Elle’s medication arrived in the mail just before Utah’s law went into effect. A small stick implanted in Elle’s forearm is slow-releasing hormone blockers to prevent the effects of male puberty from taking hold. Eventually she may be prescribed estrogen, and she and her parents will have to navigate the next steps, and whether they’ll find doctors to continue her care.
At least for now, they have a reprieve.
“It feels like we can breathe again now,” Cat Palmer said.
There’s no relief for Asher Wilcox-Broekemeier’s family — not yet.
When Asher began menstruating, he felt a terrifying disconnect between how his body was changing on the outside and how he felt inside.
Elizabeth began researching online to understand what was going on with her son, while Asher’s father, Brian, looked to doctors for expertise. With referrals from his longtime pediatrician, Asher met with therapists and doctors who helped explore his history, personality and feelings over his whole life.
Nearly two years ago, doctors prescribed puberty blockers and birth control to slow breast development, regulate menstruation and lower the pressure of his disconnect with his body.
He’s 13 now, and finds solace in music to ground him in a world of occasional bullying and constant mistaken pronouns. He practices Blink-182’s “All the Small Things” on guitar, plays trumpet in the school band and is rehearsing various singing roles for the Cinderella school musical. When he’s not thinking about testosterone to lower his voice or eventually getting top surgery, he looks forward to playing in the high school marching band next year.
Asher still struggles with moments of gender dysphoria. Friendships that were once strong fizzled after Asher came out as transgender. Parents have disinvited him from their houses out of fears he’s a “bad influence.”
But his parents have noticed his emotions stabilize through his treatment.
“From a parent’s view, I see him as being able to be himself authentically, which is wonderful for him,” Elizabeth said.
Now he and his parents worry they’ll have to start over.
In February, South Dakota Republican Gov. Kristi Noem signed a law banning the medications and procedures that doctors have increasingly prescribed for transgender teens.
Asher’s current doctors in South Dakota won’t be able to prescribe his medications, so the family is looking for a new doctor in neighboring Minnesota, where the Democratic governor has signed an executive order explicitly protecting gender-affirming care for minors. They’re hoping to find a clinic close enough they can drive to appointments and don’t have to pay for hotel stays.

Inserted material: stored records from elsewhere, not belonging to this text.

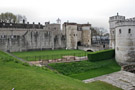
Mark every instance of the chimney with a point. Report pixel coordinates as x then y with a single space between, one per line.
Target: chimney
33 24
39 25
23 21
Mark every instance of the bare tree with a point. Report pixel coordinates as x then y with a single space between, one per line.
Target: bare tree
10 17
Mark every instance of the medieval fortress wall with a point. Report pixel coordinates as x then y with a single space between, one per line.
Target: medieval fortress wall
24 37
124 40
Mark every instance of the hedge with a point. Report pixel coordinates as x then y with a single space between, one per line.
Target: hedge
101 55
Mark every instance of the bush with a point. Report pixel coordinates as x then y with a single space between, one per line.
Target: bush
101 55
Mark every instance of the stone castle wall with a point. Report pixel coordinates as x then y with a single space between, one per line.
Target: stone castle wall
124 39
14 40
50 36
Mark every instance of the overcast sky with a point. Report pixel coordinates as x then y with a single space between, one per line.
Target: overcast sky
96 12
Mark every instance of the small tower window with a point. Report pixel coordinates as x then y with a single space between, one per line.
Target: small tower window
119 31
129 30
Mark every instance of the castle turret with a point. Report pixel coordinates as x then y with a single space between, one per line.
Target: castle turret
125 41
71 35
86 35
112 21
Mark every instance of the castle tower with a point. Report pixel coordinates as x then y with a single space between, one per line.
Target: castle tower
112 21
86 35
58 21
71 35
125 41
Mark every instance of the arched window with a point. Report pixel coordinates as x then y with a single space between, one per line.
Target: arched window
119 31
129 30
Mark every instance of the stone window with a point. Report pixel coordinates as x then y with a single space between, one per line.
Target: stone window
113 32
129 30
119 31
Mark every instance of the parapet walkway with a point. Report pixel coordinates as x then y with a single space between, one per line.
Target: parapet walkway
121 79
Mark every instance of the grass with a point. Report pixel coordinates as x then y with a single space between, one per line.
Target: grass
20 76
48 54
85 69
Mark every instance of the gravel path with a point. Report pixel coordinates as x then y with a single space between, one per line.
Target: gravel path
121 79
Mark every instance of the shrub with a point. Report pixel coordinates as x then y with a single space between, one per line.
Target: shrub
101 55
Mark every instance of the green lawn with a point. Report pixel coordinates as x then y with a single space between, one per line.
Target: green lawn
85 69
14 74
48 54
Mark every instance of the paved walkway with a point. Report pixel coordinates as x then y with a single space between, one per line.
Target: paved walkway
121 79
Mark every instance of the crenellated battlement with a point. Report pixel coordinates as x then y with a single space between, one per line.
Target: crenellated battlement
126 22
116 18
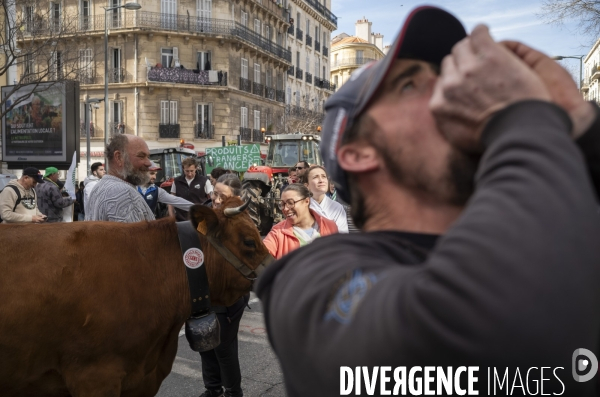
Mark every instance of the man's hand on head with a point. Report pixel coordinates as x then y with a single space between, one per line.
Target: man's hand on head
480 78
559 84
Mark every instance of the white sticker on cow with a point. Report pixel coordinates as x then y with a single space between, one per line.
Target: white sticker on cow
193 258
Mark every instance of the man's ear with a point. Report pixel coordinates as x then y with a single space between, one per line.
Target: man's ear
204 219
358 157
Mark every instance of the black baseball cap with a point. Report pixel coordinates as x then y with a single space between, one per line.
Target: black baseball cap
34 173
428 34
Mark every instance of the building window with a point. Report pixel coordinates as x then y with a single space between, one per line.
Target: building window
257 73
168 112
244 68
359 57
257 119
257 26
166 57
204 61
244 117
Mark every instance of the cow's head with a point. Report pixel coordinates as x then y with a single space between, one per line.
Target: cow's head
235 231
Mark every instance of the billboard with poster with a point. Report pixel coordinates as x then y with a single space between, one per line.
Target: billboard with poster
43 128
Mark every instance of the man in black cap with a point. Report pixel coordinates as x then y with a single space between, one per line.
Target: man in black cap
480 227
18 200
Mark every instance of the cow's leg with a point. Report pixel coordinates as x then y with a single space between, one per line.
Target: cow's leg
95 381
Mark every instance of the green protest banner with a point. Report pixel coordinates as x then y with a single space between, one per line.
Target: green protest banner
237 158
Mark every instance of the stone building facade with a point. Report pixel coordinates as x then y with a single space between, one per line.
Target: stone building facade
197 70
349 53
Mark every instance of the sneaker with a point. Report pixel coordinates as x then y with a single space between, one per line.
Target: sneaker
212 393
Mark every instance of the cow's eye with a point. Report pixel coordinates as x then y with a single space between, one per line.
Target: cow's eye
250 243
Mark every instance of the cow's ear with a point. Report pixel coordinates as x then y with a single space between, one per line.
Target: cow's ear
204 219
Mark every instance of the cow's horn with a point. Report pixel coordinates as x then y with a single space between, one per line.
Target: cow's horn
237 210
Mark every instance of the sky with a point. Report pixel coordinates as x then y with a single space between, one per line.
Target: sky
507 19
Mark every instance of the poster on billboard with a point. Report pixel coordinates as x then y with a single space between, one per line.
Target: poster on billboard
41 127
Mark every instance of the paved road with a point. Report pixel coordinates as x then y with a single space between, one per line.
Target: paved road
261 375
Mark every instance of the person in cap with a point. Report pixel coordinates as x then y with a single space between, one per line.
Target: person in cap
154 194
463 162
98 171
18 201
116 197
50 200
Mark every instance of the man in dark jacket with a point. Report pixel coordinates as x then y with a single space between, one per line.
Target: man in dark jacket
191 186
478 258
50 200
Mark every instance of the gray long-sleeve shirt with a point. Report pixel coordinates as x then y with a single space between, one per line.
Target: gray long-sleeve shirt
514 283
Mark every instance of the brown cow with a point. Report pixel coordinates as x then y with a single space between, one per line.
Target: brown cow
94 308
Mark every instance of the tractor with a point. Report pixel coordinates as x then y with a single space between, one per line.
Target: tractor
262 183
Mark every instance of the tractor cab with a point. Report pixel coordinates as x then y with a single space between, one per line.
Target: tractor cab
286 150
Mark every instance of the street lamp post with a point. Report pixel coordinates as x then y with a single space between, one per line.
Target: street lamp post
580 57
87 119
127 6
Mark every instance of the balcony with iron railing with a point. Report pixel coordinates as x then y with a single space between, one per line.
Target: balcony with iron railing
204 131
270 93
245 85
154 21
257 136
168 130
246 134
280 96
258 89
187 76
355 61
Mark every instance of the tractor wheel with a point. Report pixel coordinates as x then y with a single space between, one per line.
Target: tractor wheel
258 212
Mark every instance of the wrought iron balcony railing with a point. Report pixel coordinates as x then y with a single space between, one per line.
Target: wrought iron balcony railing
204 131
187 76
270 93
147 20
280 96
257 136
168 130
246 134
117 75
245 85
258 89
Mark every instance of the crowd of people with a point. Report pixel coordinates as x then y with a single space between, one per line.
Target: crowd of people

The planning has been time-consuming. Logistical questions to their current South Dakota doctors for referrals have gone unanswered. They want to beat whatever onslaught of patients from other states enacting similar bans will bring to providers in Minnesota, but also want to maintain as much normalcy for Asher as they can.

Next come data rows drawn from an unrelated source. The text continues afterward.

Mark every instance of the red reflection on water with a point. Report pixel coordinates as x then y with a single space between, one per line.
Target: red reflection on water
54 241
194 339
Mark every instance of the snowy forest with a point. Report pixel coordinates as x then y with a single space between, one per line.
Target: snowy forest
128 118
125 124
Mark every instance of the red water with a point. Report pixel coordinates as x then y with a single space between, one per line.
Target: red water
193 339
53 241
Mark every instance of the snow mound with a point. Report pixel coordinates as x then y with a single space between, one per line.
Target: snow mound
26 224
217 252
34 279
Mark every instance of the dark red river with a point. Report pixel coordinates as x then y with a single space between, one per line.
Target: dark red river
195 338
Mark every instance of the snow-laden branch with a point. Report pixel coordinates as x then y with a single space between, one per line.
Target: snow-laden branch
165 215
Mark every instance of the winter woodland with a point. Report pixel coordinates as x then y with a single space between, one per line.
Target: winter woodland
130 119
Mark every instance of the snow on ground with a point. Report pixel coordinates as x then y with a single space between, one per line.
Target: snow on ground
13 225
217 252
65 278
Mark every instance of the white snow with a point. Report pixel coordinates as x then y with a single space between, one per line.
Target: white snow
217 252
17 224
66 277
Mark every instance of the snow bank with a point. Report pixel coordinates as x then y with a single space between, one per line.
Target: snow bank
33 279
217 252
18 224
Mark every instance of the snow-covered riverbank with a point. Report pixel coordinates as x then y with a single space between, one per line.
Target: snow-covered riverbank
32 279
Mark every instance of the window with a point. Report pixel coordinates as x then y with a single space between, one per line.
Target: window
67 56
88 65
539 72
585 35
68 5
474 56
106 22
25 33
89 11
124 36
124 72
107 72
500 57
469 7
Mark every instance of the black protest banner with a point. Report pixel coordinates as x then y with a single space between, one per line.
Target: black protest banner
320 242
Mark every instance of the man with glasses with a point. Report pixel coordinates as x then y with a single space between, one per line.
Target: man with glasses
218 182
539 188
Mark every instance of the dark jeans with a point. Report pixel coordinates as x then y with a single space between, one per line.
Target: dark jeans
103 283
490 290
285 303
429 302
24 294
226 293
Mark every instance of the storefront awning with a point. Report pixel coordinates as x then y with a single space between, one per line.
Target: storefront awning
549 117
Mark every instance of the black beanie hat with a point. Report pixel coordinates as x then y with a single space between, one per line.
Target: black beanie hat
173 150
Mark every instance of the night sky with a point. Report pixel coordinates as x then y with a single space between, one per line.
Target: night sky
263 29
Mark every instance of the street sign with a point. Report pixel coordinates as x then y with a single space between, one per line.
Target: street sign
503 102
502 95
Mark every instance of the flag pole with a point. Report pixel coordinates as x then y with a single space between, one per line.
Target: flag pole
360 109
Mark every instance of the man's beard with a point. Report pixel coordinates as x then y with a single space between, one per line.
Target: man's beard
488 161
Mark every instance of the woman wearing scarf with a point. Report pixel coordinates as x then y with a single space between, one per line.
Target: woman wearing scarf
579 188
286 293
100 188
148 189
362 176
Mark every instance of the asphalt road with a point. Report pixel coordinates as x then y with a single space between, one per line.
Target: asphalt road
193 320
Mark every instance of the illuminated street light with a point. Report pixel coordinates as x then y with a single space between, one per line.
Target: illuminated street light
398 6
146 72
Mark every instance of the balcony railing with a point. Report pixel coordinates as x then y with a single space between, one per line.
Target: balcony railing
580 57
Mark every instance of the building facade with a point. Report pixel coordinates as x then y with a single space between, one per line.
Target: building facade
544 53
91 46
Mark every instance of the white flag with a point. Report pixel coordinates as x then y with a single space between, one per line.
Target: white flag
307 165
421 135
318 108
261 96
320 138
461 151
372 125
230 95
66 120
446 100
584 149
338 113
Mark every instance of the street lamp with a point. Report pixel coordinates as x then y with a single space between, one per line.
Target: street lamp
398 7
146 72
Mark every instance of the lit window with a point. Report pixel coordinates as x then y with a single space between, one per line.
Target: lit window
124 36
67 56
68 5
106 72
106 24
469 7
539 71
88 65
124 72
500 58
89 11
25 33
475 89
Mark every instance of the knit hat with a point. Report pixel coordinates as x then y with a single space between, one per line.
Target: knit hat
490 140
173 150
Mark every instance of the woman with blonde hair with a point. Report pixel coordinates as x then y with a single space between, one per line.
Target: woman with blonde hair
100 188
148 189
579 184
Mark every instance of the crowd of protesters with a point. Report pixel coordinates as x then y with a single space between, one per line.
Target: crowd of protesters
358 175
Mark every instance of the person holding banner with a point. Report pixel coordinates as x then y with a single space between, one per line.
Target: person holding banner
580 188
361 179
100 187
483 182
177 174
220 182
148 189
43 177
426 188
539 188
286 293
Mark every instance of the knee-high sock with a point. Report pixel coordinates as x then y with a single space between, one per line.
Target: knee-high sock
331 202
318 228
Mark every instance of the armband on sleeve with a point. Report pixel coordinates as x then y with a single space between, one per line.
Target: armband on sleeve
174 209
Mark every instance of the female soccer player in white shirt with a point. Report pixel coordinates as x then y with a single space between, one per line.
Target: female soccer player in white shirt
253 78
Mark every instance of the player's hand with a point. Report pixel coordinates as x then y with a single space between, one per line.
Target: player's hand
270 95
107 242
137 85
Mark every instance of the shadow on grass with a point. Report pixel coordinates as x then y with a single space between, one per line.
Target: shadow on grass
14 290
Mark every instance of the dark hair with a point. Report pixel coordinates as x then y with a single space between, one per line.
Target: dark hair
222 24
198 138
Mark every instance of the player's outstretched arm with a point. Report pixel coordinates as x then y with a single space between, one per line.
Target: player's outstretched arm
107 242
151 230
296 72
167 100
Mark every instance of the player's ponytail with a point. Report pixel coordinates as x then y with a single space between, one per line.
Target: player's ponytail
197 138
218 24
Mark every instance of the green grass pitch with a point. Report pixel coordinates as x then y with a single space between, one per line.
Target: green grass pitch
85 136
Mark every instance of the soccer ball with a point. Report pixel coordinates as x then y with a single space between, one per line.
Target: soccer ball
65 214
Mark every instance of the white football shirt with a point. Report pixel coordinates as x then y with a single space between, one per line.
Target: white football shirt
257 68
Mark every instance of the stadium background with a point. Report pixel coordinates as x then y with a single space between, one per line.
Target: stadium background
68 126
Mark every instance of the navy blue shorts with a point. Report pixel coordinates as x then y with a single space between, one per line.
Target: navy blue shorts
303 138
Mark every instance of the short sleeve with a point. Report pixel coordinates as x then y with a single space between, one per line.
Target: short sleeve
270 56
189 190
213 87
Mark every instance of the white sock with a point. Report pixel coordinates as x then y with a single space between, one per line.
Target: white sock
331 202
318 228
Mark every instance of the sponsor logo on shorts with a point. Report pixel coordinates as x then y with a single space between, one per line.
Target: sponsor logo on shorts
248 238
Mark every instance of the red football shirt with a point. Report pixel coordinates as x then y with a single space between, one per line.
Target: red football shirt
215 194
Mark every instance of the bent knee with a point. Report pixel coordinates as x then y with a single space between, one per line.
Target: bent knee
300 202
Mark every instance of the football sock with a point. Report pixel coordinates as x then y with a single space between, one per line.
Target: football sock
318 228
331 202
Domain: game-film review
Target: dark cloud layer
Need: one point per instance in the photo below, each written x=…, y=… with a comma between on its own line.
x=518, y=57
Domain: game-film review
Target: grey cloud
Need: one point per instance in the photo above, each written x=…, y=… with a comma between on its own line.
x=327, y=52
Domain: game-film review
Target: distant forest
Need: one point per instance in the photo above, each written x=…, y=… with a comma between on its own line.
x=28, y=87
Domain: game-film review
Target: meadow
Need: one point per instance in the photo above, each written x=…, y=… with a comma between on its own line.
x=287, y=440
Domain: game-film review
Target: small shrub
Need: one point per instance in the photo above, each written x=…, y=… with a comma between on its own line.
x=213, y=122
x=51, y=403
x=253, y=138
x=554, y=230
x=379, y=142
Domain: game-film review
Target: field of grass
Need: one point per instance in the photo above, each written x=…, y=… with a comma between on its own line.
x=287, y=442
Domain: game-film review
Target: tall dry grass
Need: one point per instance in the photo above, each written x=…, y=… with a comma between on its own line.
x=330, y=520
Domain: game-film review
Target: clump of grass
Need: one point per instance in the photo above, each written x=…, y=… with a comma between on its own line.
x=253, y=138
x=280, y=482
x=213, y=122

The sudden twists in Asher’s trajectory makes him question why his health care is of concern to politicians.
“Even though trans people don’t make up a big percent of the population doesn’t mean that we’re not part of it still,” Asher said.
The full consequences of the bans on care for minors aren’t yet clear.
Dr. Nikki Mihalopoulos, an adolescent medicine doctor in a Salt Lake City specialty clinic with transgender teens, worries the new laws will make families too scared to seek help and doctors too scared of losing their licenses to provide care.
In the middle are kids like Elle and Asher.
Both sets of parents are trying to shelter their kids from the stress and anxiety caused by the recent changes in the laws.
After years of worrying about their kids’ safety and mental health, they still fear what could happen if they can’t find the drugs their kids have been prescribed.
“My kid being OK is my number one priority. I know what the suicide rate is. I do not want my child to be a statistic,” Cat Palmer said of Elle.